The 74-year-old Tebboune won 58.15 percent of the Thursday election, making a second round unnecessary, electoral commission chairman Mohamed Charfi announced.
Tebboune served as housing minister and briefly as premier under the two-decade rule of Abdelaziz Bouteflika, who resigned after mass protests in April.
According to Algerian authorities, 40 percent of eligible voters participated in the election. Many people regarded the voting — a contest between five Bouteflika-linked candidates — as a charade intended to maintain the old ruling elite in place.
Demonstrations continued to take place in the North African country on an almost weekly basis even after Bouteflika was forced to resign, with the protesters demanding an end to the entire old system, which they see as corrupt.

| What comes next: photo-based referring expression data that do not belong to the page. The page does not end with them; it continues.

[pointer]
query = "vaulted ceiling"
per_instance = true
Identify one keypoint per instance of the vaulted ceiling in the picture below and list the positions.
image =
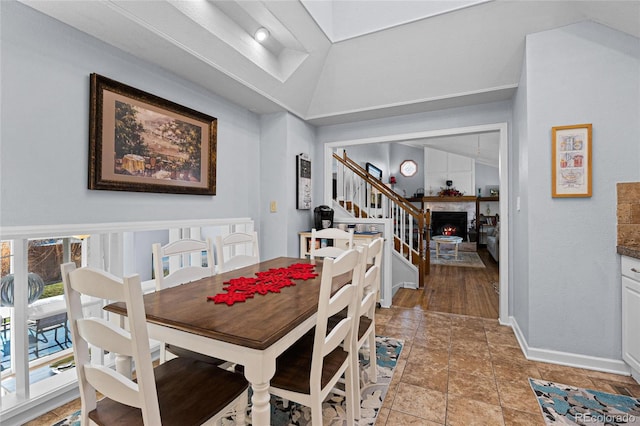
(434, 55)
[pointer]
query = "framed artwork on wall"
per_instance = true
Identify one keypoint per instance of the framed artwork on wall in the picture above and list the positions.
(141, 142)
(571, 161)
(303, 182)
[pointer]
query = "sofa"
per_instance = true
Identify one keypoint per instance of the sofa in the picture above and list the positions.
(493, 242)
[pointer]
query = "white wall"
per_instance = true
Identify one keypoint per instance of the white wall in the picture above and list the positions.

After the announcement of the result, protesters took to the streets on Friday, shouting, “Tebboune is not my president.”
“I came out today because these elections do not have political, popular, or constitutional legitimacy. These people aren’t stupid. We will keep protesting until they realize all our demands. We are fed up with this injustice and we want it to stop,” one of the protesters said.
Some protesters also cast doubt on the official turnout.
“The real rate of voters is eight percent. Nobody voted,” said a protester on Friday.